Roberts' advice for constructing a defensible space:

  • The single most vulnerable part of your home is your roof. Keep it clean and remove dead branches and limbs within 10 feet of your chimney and deck.
  • Cut tall grass near structures. A fire in dry grass burns quickly and is very difficult to control.
  • Remove excess brush and small trees from at least 30 feet around buildings. Dense brush burns quickly and can provide a "ladder" for low flames to reach up into larger trees. Widely spaced trees and shrubs can be left in the landscape for shade and esthetics.
  • On larger lots, maintain a fuel break of low-growing plants 30 to 70 feet out from buildings. Such fuel breaks act as a buffer between the manicured landscape near the home and the adjacent wildlands.
  • Rake up leaves and twigs. Remove plant litter (dead leaves, twigs, etc.) that accumulates under trees and shrubs to reduce fuel loads. Tree litter that accumulates on roofs and in gutters should also be removed regularly.

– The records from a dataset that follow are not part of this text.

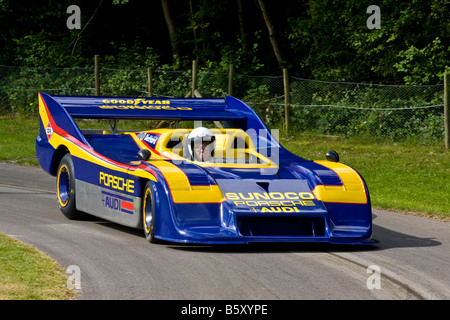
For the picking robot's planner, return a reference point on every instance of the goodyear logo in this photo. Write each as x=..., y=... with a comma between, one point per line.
x=143, y=104
x=116, y=183
x=271, y=201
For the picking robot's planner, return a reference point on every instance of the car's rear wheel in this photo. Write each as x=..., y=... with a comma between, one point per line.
x=148, y=213
x=65, y=188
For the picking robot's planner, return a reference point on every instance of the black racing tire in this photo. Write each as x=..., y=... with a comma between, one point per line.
x=65, y=188
x=148, y=213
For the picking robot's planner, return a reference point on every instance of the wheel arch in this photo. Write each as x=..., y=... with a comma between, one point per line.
x=60, y=152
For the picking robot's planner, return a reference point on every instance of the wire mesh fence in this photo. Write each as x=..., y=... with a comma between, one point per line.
x=387, y=112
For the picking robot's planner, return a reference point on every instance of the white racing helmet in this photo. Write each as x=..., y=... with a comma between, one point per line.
x=196, y=139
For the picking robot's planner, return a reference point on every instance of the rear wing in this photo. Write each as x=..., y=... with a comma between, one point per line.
x=59, y=112
x=147, y=108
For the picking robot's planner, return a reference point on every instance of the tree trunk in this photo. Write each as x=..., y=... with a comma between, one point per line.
x=273, y=40
x=171, y=28
x=242, y=27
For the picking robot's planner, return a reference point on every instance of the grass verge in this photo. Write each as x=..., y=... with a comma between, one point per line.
x=29, y=274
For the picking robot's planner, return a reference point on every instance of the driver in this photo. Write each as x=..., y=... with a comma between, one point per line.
x=201, y=143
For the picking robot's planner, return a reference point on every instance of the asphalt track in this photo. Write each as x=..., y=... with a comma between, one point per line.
x=411, y=261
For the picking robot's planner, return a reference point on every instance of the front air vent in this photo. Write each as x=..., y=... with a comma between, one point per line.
x=281, y=226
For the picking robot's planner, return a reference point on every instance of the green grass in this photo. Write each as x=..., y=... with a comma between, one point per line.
x=28, y=274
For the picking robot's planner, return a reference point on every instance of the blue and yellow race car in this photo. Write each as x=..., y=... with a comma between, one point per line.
x=217, y=174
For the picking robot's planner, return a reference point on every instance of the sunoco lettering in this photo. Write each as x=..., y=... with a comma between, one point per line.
x=117, y=183
x=269, y=196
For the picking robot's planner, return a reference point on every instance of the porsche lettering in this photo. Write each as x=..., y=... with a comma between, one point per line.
x=270, y=196
x=117, y=183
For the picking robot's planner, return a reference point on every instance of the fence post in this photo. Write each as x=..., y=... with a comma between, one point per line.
x=150, y=81
x=97, y=75
x=230, y=79
x=447, y=109
x=287, y=99
x=194, y=77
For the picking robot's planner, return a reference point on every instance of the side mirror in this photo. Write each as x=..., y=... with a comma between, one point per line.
x=144, y=154
x=332, y=156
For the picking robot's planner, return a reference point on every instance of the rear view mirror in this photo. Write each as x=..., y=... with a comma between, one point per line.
x=332, y=156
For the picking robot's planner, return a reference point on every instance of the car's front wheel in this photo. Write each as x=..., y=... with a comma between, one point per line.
x=148, y=213
x=65, y=188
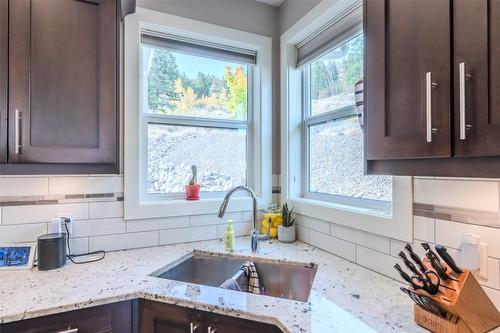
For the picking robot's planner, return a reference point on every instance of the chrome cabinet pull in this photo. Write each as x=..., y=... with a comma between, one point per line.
x=69, y=330
x=428, y=105
x=462, y=75
x=193, y=327
x=17, y=142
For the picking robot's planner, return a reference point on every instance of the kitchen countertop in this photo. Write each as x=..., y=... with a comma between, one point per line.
x=345, y=297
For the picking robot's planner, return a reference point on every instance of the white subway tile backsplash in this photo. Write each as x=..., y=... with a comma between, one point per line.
x=23, y=186
x=240, y=229
x=476, y=195
x=494, y=296
x=211, y=219
x=98, y=227
x=79, y=245
x=423, y=228
x=123, y=241
x=85, y=185
x=99, y=210
x=451, y=234
x=303, y=234
x=21, y=233
x=314, y=224
x=372, y=241
x=42, y=213
x=190, y=234
x=333, y=245
x=157, y=224
x=377, y=261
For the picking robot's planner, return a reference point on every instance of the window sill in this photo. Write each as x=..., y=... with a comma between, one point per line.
x=171, y=208
x=353, y=209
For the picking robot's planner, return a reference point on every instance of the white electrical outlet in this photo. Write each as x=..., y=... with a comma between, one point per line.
x=70, y=223
x=55, y=226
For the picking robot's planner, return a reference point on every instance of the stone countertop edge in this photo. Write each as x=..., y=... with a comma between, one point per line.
x=345, y=297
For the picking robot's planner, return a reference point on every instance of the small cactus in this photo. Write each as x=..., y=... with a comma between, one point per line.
x=194, y=176
x=287, y=216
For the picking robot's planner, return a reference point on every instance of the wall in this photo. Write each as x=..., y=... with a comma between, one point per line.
x=444, y=210
x=96, y=204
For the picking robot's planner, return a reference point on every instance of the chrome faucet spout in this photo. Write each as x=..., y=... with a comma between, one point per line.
x=223, y=208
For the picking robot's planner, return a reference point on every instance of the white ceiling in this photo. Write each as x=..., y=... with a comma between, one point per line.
x=275, y=3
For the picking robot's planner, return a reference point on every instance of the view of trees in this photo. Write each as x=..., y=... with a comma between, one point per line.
x=337, y=72
x=173, y=92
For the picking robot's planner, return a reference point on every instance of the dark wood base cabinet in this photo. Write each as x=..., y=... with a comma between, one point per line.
x=137, y=316
x=157, y=317
x=110, y=318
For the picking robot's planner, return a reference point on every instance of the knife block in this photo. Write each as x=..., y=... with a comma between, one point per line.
x=464, y=299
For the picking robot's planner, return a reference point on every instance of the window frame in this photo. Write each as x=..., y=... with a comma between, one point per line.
x=398, y=225
x=200, y=122
x=138, y=206
x=310, y=120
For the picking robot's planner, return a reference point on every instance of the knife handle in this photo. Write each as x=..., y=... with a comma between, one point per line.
x=443, y=253
x=415, y=258
x=409, y=264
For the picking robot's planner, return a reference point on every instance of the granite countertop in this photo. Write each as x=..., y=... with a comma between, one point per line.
x=345, y=297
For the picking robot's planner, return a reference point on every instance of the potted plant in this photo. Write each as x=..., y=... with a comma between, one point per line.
x=286, y=231
x=193, y=188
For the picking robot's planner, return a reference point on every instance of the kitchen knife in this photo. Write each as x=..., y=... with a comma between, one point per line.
x=435, y=262
x=443, y=253
x=409, y=264
x=415, y=258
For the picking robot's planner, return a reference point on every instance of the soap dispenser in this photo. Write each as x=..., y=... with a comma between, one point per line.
x=229, y=237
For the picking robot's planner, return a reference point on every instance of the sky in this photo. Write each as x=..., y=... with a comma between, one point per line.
x=191, y=65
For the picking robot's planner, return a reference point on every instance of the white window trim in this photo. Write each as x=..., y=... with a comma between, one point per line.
x=260, y=125
x=400, y=224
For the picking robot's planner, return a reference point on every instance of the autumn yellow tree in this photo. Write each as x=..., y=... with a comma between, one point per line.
x=237, y=84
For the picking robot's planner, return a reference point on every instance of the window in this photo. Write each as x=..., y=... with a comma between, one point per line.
x=333, y=132
x=322, y=162
x=196, y=113
x=194, y=94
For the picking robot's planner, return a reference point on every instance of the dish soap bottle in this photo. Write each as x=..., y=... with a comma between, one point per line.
x=229, y=237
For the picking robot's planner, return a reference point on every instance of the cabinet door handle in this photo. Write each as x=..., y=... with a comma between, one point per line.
x=428, y=105
x=69, y=330
x=461, y=75
x=17, y=139
x=193, y=327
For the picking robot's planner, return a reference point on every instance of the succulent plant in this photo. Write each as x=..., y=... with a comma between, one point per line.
x=287, y=216
x=194, y=176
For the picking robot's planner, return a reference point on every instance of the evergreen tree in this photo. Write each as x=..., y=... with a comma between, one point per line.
x=161, y=81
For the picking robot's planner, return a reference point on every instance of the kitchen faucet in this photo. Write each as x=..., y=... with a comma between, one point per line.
x=255, y=237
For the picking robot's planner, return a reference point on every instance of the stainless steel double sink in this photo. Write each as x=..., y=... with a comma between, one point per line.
x=288, y=280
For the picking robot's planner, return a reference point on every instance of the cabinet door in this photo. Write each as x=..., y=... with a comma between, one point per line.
x=62, y=77
x=476, y=70
x=112, y=318
x=4, y=38
x=225, y=324
x=155, y=317
x=407, y=109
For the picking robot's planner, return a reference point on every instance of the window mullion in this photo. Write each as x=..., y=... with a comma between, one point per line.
x=195, y=121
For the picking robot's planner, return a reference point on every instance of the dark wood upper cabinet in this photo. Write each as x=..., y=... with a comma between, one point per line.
x=4, y=37
x=476, y=72
x=407, y=98
x=458, y=42
x=62, y=82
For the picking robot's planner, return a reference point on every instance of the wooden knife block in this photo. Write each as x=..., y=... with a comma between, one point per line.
x=470, y=308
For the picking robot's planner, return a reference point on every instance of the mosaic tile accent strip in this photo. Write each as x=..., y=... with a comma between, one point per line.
x=489, y=219
x=59, y=199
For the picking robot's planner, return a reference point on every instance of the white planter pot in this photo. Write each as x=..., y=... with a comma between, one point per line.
x=286, y=235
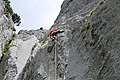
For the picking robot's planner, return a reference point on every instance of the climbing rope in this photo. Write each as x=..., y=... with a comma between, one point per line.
x=55, y=59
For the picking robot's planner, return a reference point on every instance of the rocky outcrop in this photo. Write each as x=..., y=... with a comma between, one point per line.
x=87, y=50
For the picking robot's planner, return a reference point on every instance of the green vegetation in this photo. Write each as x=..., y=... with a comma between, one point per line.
x=100, y=2
x=7, y=48
x=15, y=17
x=12, y=38
x=91, y=12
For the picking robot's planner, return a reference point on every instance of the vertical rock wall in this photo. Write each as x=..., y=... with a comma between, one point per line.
x=87, y=50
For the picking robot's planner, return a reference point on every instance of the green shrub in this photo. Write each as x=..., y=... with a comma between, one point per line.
x=16, y=18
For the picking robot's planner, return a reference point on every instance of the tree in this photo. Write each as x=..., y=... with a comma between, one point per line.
x=16, y=19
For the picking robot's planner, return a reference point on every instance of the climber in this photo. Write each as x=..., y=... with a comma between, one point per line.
x=54, y=32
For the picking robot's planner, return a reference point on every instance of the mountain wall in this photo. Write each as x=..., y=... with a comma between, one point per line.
x=87, y=50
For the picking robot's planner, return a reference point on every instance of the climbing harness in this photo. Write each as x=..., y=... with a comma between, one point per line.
x=55, y=42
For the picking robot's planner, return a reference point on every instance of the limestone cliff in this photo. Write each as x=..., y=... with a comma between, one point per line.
x=87, y=50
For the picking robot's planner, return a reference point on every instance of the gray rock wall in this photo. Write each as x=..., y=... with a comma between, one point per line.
x=87, y=50
x=89, y=47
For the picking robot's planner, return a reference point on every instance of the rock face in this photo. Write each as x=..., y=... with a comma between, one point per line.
x=87, y=50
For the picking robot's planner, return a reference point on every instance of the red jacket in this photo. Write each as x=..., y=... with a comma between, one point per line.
x=51, y=32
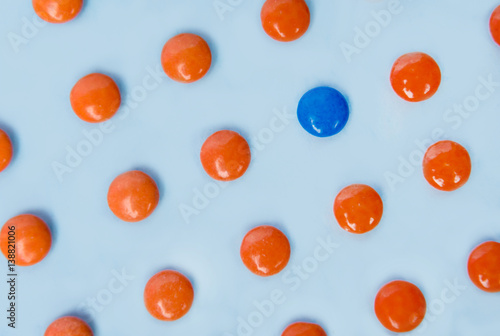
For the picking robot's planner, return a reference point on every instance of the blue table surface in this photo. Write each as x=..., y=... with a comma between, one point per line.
x=253, y=87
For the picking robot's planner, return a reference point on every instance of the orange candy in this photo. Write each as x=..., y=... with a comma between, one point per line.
x=168, y=295
x=484, y=267
x=32, y=239
x=133, y=196
x=5, y=150
x=358, y=208
x=303, y=329
x=265, y=250
x=57, y=11
x=447, y=165
x=400, y=306
x=95, y=98
x=225, y=155
x=186, y=58
x=285, y=20
x=415, y=77
x=69, y=326
x=495, y=25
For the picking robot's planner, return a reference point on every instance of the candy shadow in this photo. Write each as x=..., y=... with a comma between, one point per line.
x=86, y=317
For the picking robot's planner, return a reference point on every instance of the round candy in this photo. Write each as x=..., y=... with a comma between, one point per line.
x=186, y=58
x=5, y=150
x=484, y=266
x=323, y=111
x=400, y=306
x=32, y=239
x=225, y=155
x=303, y=329
x=415, y=77
x=95, y=98
x=168, y=295
x=133, y=196
x=57, y=11
x=265, y=250
x=358, y=208
x=69, y=326
x=495, y=25
x=447, y=165
x=285, y=20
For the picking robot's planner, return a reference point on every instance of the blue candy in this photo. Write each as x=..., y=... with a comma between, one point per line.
x=323, y=111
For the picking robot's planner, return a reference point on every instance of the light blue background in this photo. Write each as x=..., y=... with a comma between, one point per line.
x=425, y=235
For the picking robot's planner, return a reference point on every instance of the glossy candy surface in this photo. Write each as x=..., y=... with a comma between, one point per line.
x=95, y=98
x=303, y=329
x=358, y=208
x=265, y=250
x=225, y=155
x=5, y=150
x=415, y=77
x=168, y=295
x=447, y=165
x=495, y=25
x=33, y=239
x=133, y=196
x=69, y=326
x=400, y=306
x=323, y=111
x=484, y=266
x=57, y=11
x=285, y=20
x=186, y=58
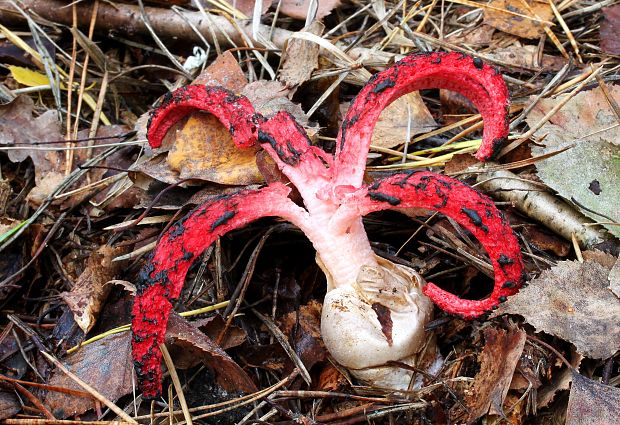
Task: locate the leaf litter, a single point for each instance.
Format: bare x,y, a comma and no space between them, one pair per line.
497,369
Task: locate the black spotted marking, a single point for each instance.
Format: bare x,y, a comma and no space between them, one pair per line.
294,152
223,219
176,230
138,339
383,85
187,255
475,219
346,124
384,197
496,146
146,279
505,260
231,97
509,284
478,63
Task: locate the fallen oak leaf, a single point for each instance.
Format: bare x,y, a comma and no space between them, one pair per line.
572,301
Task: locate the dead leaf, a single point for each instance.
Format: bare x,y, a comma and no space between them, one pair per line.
203,149
106,365
614,279
391,127
303,326
93,286
247,6
592,403
515,24
610,28
20,128
298,9
588,172
561,381
476,37
192,346
572,302
300,58
501,352
527,57
9,404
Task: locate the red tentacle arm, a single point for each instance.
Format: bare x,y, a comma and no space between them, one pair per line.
480,83
236,113
308,167
466,206
161,279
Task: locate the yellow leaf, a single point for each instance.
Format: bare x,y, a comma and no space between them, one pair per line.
28,77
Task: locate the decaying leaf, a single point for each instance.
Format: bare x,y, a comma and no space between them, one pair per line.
614,279
499,358
589,172
247,6
9,404
203,148
300,58
610,28
104,365
298,9
192,346
572,301
93,286
592,403
517,22
391,127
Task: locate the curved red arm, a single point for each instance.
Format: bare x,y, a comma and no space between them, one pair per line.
162,278
479,82
235,112
466,206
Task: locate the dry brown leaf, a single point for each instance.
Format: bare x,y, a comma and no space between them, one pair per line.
192,346
592,403
572,301
304,325
391,127
561,381
105,365
298,9
205,150
614,279
610,28
300,58
527,57
479,36
22,129
514,24
9,404
93,286
501,352
247,6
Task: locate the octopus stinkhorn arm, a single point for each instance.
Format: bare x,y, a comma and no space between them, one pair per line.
479,82
374,312
161,280
466,206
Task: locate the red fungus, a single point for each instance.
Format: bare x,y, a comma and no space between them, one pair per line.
335,201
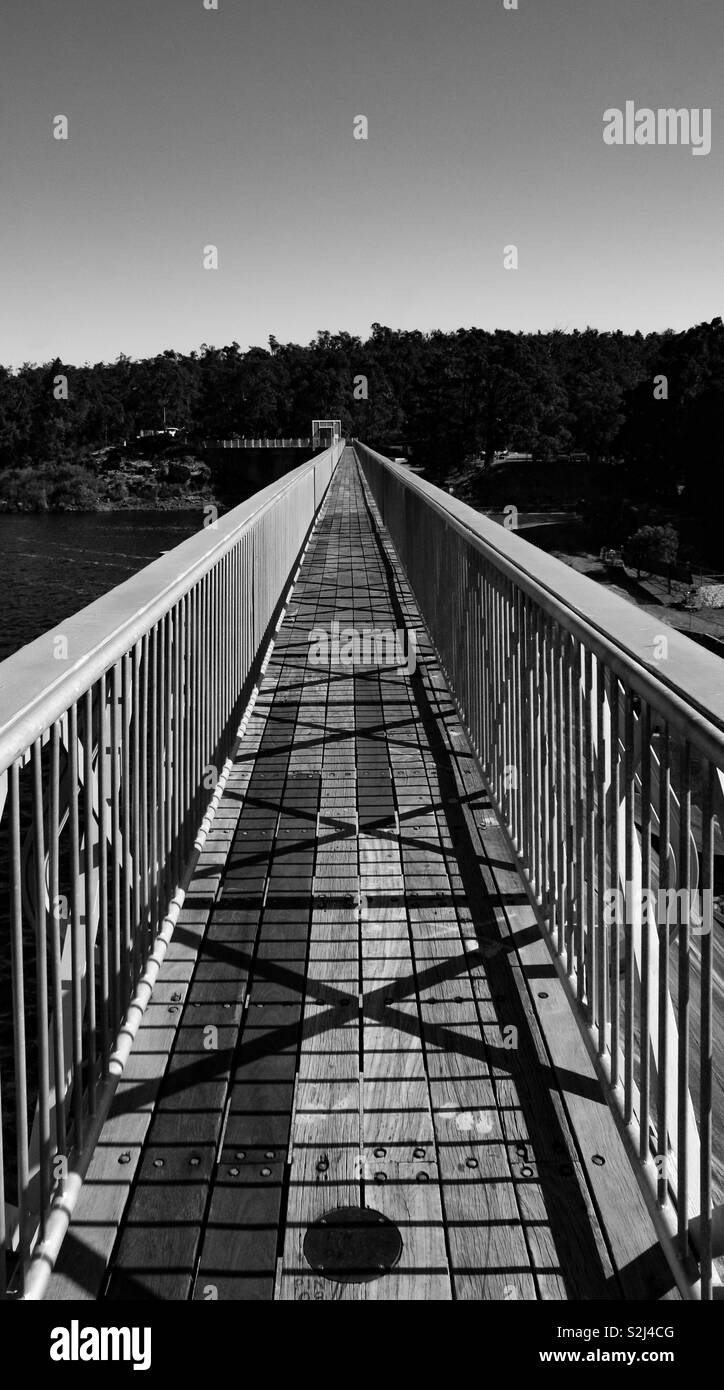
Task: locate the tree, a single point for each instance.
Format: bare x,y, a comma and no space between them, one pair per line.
652,548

  • Thin dense tree groups. Though the grouping of trees is normally a good landscaping technique, in fire-prone areas it can be hazardous. Thinning these groups will slow the spread of fire.
  • Make sure firefighters can reach all parts of your property. Place fences, trees, retaining walls, etc. so that they don't restrict access.
  • Cooperate with neighbors to provide large defensible spaces. A 30-foot wide clear space around a home may not be adequate in a severe fire, especially if neighboring properties have not been well-designed or maintained.
  • Maintenance is a never-ending task. Inspect landscapes monthly and attend to problem situations before they become serious hazards.

Remember, defensible space reduces the risk of wildfire reaching your home in the critical minutes it takes a fire to pass, and it also provides a space for firefighters to defend your home.